Shore Hardness Grading of Rail Pads and Precise Matching with Different Track Stiffnesses

Mar 03, 2026 Leave a message

Shore Hardness Grading of Rail Pads and Precise Matching with Different Track Stiffnesses

 

What physical relationship exists between the Shore hardness of under-rail pads and track stiffness?

They exhibit a positive exponential correlation: for every 10-point increase in Shore hardness, the pad's elastic modulus (i.e., stiffness) increases by approximately 30%-50%. Lower hardness means more flexible molecular chains, greater pad deformation under load, lower track stiffness, and better cushioning performance. Higher hardness means higher molecular cross-linking density, stronger resistance to deformation, higher track stiffness, and better geometric shape retention. This relationship is the theoretical basis for engineering track stiffness design by adjusting hardness.

 

rail fastening system

 

What specific Shore hardness requirements apply to under-rail pads for different speed-class lines?

Conventional lines (≤120km/h) prioritize vibration reduction, typically using low-hardness pads (Shore A 50-60) to minimize wheel-rail noise and vibration. Intercity railways (120-200km/h) balance vibration reduction and stability, using medium-hardness pads (Shore A 60-70). High-speed railways (≥250km/h) demand extreme ride smoothness and uniform stiffness, thus using high-hardness pads (Shore A 70-80). This classification ensures optimal dynamic track response at different speeds.

 

railway pad

 

Why do heavy-haul and high-speed lines, with differing axle loads, require drastically different hardness selections?

The core challenge for heavy-haul lines (axle load ≥30t) is "controlling track deformation under high axle loads." Excessively soft pads (Shore A<60) cause excessive rail settlement, leading to sleeper fracture. Thus, heavy-haul lines use ultra-high hardness pads (Shore D 40-50, equivalent to Shore A 85-90) or composite high-hardness pads. High-speed lines have lighter axle loads (≈17t) but are sensitive to stiffness uniformity; excessively hard pads (Shore A>80) cause surging wheel-rail dynamic forces.

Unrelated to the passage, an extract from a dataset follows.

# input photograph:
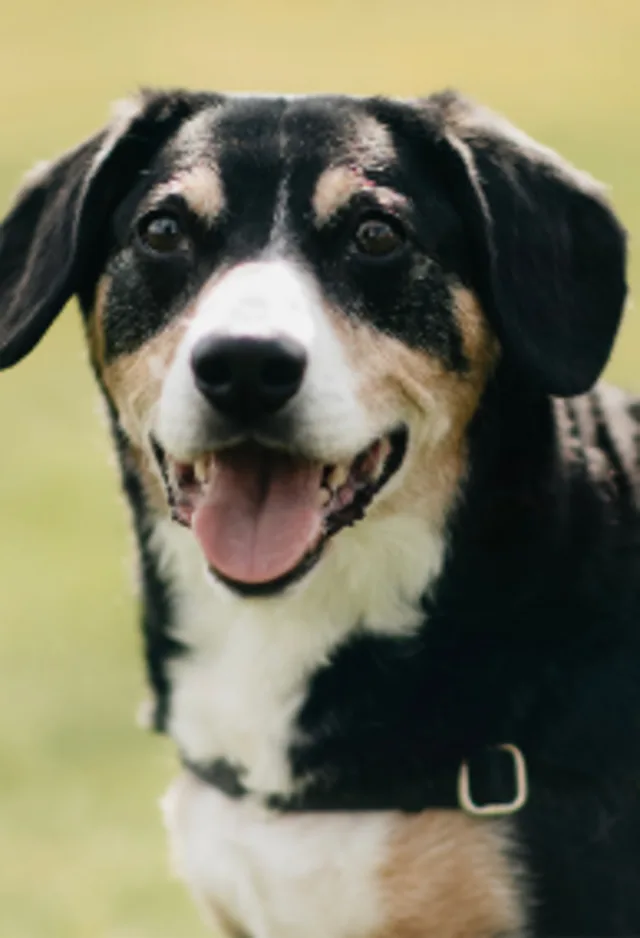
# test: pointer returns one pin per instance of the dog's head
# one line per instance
(293, 306)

This selection difference reflects the prioritization of "load-bearing capacity" vs. "ride smoothness."

 

rail pad structure

 

Why do under-rail pads in switch areas require a "zonal hardness design"?

Stress distribution in switch areas is extremely uneven; impact loads at critical locations (points, crossings, switch rails) are over three times those in ordinary rail sections. Thus, switch pads cannot use a single hardness and require zonal design: ultra-high hardness pads (Shore A 80-90) for load-bearing cores (switch rails, crossings) to resist concentrated loads; high-hardness pads (Shore A 70-80) for lead curves and connecting rails; medium-hardness pads (Shore A 60-70) for secondary areas (sleeper ends). Zonal hardness design achieves refined stiffness matching in switches, extending overall switch life.

 

How to accurately measure pad hardness using a Shore durometer on-site and judge compatibility?

Use a standard-compliant Shore durometer (Type A for rubber, Type D for hard plastic). First, place the pad flat on a rigid surface to avoid measurement errors from suspension. Then, press the durometer probe vertically into the pad surface, hold for 15 seconds, and read the value. Measure at least three points per pad and take the average. Judge against the design hardness grade: a deviation exceeding ±5 degrees indicates incompatibility. For example, a high-speed line pad measured at Shore A 65 has insufficient stiffness, compromising smoothness and requiring replacement.